N.T. Wright Says God Will Save Billions of People Who Have Never Heard of Jesus
In a recent episode of the Premier Unbelievable podcast, theologian N.T. Wright was handed a golden opportunity to make clear the exclusivity of salvation through Jesus Christ. Instead, he picked it up like a wet sponge, flung it at the wall, and watched it slide down into a puddle of postmodern confusion.
The host posed the kind of question that demands biblical clarity:
"God created a hundred billion people, most of whom never had the opportunity to hear about Jesus, merely because of geography or the accidents of history, and are they damned for all time, simply because of where they were born, where they were raised, and they never had the opportunity to hear the gospel?" (Video clip at end of article)
Wright's answer? A meandering labyrinth of anthropological musing, missionary anecdotes, vague references to Acts 17, and an impressive display of theological hand-waving. He opens:
"As Paul says in Acts 17, he wants all human beings to feel after him and find him... there is something about the magnetic pull of the God in whose image we are all made, and some human beings will always be drawn in that direction."
"Magnetic pull." As though humanity were iron filings just waiting to be sprinkled across God's refrigerator.

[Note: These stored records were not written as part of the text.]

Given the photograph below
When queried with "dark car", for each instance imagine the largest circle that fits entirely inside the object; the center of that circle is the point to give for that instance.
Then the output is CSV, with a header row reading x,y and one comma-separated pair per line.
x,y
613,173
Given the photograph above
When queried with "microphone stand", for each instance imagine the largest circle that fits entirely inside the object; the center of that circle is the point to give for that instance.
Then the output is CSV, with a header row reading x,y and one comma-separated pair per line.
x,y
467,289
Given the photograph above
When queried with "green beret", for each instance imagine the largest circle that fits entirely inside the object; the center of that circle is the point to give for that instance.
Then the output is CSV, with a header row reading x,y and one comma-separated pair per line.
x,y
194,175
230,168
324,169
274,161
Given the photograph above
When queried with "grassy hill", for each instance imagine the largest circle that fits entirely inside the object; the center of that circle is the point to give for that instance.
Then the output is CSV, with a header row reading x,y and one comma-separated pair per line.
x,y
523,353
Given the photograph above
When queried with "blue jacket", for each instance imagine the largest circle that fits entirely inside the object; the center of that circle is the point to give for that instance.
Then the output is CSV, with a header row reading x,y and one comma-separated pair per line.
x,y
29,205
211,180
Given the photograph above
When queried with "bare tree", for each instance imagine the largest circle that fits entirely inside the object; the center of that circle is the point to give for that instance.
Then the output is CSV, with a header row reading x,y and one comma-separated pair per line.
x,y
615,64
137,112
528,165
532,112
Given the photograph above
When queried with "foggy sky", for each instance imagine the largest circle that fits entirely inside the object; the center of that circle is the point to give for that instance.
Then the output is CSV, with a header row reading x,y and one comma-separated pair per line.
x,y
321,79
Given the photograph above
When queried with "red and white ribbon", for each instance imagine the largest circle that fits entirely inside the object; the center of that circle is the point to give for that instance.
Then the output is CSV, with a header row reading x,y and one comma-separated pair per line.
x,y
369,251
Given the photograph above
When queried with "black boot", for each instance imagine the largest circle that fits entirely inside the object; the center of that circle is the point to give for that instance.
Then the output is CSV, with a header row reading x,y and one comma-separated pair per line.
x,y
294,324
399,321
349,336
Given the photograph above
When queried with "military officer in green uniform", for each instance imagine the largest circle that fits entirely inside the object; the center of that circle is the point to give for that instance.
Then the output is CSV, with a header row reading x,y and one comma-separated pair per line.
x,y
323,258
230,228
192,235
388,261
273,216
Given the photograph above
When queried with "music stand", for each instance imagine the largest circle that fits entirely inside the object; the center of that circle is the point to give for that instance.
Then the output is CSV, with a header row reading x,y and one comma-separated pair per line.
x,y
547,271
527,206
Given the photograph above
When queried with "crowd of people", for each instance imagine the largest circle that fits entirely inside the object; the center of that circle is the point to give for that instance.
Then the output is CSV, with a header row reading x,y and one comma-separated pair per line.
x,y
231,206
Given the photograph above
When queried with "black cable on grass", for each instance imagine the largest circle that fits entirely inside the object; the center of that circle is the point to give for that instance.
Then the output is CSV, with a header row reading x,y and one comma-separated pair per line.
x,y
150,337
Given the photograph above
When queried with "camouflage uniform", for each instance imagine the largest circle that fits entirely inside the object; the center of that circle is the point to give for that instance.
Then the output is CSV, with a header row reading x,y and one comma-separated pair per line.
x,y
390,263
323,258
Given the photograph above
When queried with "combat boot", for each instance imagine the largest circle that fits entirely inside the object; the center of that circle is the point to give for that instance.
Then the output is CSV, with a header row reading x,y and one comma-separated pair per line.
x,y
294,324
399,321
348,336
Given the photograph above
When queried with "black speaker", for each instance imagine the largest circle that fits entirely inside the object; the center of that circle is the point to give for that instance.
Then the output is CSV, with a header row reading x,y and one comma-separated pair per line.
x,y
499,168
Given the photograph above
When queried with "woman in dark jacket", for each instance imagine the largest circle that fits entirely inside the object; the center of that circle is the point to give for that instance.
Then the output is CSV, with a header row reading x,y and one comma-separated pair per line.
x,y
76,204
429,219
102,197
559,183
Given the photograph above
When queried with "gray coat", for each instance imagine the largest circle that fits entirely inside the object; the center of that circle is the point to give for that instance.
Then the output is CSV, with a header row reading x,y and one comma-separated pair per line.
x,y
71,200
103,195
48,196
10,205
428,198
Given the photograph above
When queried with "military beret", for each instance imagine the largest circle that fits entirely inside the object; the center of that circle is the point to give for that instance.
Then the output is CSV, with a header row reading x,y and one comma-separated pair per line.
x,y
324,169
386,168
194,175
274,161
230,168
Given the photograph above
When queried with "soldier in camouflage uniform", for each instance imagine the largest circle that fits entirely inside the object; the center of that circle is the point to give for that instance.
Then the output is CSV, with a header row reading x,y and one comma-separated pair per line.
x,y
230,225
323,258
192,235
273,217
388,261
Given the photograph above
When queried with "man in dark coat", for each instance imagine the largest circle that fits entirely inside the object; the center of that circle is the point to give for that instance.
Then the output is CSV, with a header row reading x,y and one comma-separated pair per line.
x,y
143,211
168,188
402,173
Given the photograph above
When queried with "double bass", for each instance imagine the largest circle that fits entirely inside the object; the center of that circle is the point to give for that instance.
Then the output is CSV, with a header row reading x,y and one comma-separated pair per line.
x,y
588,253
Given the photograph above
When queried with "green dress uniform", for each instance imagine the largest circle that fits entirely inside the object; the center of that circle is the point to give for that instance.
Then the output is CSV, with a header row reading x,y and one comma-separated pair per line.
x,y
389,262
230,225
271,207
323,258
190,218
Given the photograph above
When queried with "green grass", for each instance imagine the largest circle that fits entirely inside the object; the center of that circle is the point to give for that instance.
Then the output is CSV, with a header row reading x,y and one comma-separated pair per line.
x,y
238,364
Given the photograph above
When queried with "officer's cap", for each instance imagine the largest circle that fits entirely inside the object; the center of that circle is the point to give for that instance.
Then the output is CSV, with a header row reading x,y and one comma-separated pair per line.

He proceeds to invoke the experiences of missionaries encountering remote tribes who, upon hearing the gospel, reportedly responded with, "We thought there must be something like this." This, according to Wright, is evidence that these tribes were already somehow reaching out to God through the fog of general revelation. He calls it “preparation.”

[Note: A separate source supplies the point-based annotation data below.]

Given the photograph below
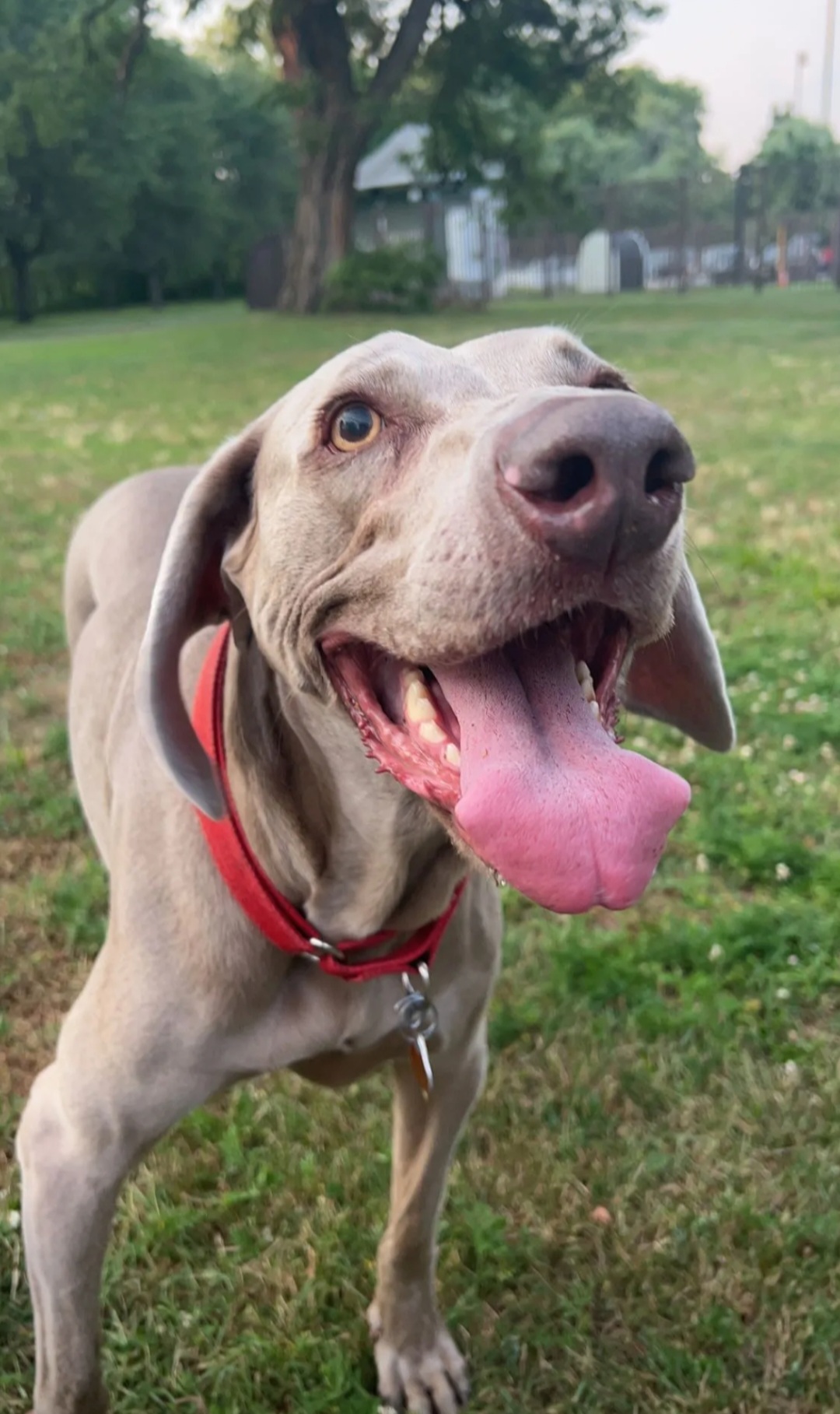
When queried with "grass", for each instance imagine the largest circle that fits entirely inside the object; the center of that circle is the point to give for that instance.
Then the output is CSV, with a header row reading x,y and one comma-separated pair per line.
x,y
677,1065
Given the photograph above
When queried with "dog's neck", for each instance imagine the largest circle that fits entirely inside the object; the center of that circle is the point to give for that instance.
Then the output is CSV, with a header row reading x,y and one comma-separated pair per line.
x,y
350,847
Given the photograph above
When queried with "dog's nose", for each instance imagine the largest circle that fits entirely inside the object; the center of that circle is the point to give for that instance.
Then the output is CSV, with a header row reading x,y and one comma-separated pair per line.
x,y
596,475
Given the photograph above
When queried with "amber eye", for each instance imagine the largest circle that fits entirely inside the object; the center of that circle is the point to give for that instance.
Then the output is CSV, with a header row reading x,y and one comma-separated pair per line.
x,y
354,426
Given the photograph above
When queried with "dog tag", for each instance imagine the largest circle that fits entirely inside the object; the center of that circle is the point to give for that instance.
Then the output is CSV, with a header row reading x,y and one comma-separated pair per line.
x,y
422,1065
418,1021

"God... has not left himself without witness," Wright says, quoting Acts 14. He claims that where people "respond to that," God "accepts them."

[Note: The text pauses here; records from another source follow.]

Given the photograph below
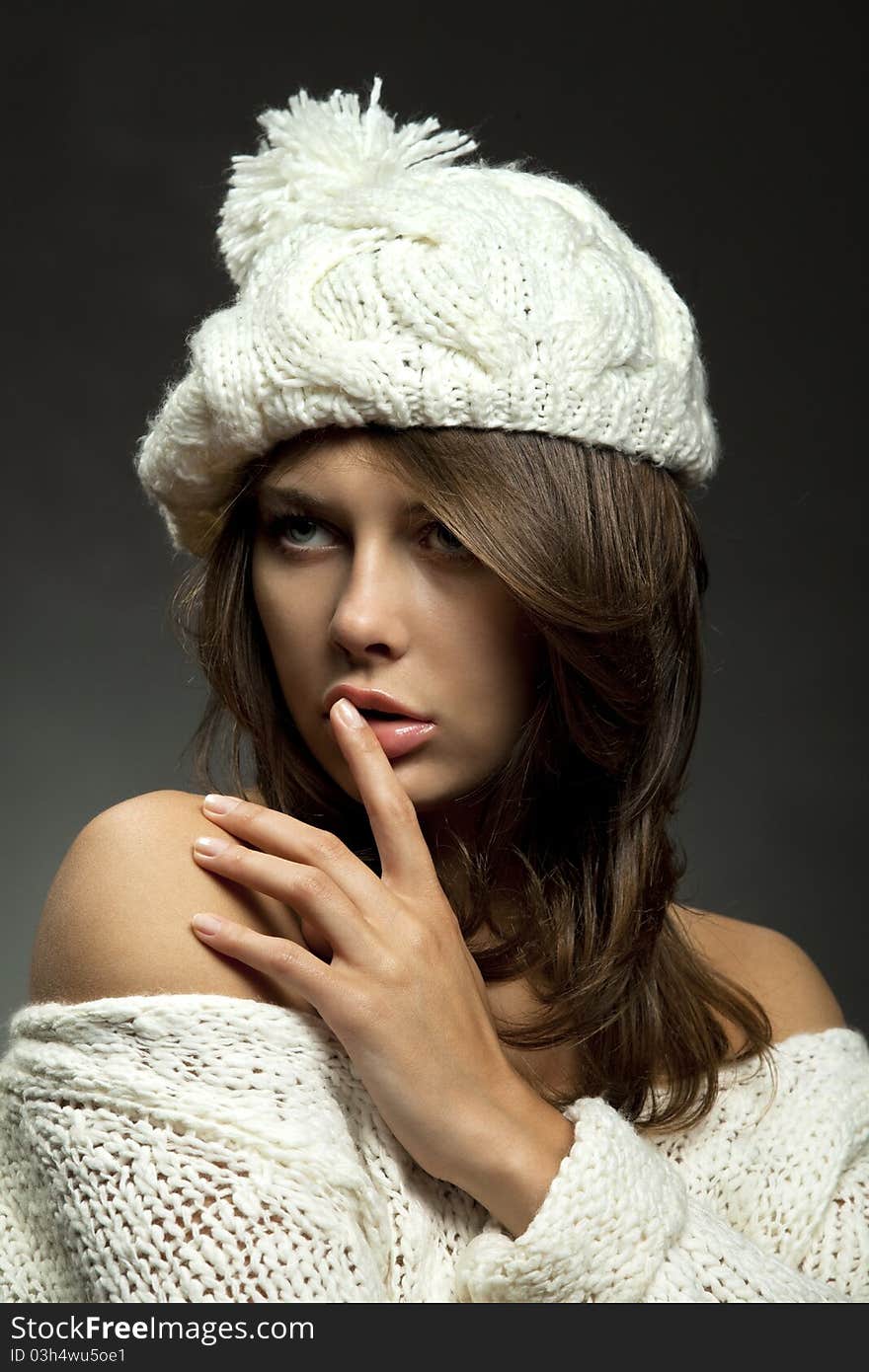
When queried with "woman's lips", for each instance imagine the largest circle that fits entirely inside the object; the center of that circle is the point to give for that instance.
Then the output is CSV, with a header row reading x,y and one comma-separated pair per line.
x,y
401,734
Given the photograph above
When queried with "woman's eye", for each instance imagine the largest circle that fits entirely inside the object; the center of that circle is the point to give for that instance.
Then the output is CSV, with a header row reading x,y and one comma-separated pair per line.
x,y
284,531
454,546
280,526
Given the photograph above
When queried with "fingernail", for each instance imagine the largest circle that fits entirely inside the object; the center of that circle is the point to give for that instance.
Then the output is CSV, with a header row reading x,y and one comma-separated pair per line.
x,y
206,924
210,847
349,714
220,804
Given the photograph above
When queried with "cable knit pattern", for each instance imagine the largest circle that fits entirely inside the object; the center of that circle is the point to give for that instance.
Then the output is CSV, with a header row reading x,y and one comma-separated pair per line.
x,y
378,281
199,1147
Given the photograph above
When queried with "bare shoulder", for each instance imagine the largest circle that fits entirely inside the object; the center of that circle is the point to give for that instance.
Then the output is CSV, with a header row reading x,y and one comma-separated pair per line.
x,y
769,964
116,919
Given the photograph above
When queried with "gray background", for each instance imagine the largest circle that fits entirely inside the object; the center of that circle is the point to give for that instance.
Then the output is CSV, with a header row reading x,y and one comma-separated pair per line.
x,y
728,151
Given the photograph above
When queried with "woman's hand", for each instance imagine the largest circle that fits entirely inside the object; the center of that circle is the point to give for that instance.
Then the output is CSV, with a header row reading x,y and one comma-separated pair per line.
x,y
401,991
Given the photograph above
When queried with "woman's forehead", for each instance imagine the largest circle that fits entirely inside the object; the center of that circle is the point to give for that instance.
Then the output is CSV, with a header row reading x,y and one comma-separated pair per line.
x,y
348,457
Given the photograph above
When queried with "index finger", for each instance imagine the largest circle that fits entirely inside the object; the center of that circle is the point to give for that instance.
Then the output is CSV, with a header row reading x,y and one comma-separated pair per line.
x,y
405,859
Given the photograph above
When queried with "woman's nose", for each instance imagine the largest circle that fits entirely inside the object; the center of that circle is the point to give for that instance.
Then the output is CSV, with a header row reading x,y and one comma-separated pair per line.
x,y
372,608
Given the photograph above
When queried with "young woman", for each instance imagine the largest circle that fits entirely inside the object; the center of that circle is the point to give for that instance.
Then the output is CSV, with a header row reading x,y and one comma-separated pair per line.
x,y
445,1031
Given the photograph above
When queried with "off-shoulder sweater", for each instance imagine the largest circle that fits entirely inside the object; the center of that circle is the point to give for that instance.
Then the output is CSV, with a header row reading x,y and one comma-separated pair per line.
x,y
202,1147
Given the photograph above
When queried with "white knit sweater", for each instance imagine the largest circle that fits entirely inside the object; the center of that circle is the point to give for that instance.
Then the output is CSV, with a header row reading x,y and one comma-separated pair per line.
x,y
199,1147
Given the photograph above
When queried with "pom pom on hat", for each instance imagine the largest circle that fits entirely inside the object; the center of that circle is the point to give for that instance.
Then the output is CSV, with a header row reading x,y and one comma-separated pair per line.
x,y
382,280
316,151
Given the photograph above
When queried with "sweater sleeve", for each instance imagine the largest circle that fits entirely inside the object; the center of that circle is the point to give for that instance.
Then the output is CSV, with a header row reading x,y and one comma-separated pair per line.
x,y
769,1202
175,1151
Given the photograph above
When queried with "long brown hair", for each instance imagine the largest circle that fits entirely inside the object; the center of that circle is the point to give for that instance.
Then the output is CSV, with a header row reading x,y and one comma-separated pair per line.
x,y
604,555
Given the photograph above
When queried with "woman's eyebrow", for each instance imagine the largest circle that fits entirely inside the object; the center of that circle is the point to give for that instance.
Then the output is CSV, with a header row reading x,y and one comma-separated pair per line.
x,y
281,496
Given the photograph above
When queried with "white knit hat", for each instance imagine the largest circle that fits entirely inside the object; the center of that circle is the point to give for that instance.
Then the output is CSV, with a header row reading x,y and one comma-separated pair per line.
x,y
378,283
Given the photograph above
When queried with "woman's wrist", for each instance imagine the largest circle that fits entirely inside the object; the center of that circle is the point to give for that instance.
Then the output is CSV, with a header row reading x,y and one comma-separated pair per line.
x,y
515,1158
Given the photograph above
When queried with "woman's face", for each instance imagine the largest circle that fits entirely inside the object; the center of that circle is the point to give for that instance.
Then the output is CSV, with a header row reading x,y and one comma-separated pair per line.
x,y
355,589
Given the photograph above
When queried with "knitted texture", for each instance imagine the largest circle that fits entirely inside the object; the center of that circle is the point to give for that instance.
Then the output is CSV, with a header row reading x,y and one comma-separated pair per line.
x,y
379,281
199,1147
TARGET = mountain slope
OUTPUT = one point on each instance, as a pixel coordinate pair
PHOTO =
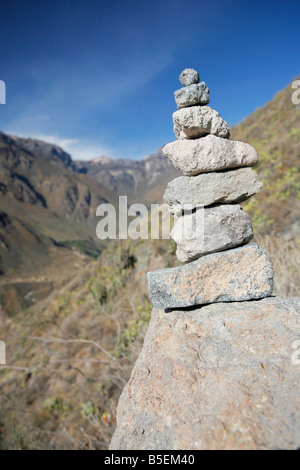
(274, 131)
(47, 216)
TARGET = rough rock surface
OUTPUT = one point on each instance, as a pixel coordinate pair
(209, 230)
(230, 276)
(192, 95)
(209, 153)
(218, 377)
(198, 121)
(211, 188)
(188, 77)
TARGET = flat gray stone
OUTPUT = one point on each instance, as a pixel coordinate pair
(192, 95)
(232, 186)
(198, 121)
(219, 377)
(188, 77)
(209, 153)
(230, 276)
(211, 230)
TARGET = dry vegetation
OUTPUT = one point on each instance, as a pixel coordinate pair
(71, 355)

And just like that, Wright floats a theological balloon with no string. Acceptance without repentance. Salvation without the Savior. Revelation without the Word.
He then offers a curious hypothetical:
"Supposing somebody else down the street had also been following the light they knew, but hadn't got that visitation from Peter. What would have happened to them?"
This is where Wright tries to sidestep the trap he’s created with a deceitful and quite frankly dishonest redirect:
"Our modern Western obsession with heaven and hell may be leading us astray... It actually goes back to the Middle Ages."
Of course. Blame the medievals. Because nothing screams biblical clarity like a historian brushing off eternal judgment as a Western psychological disorder.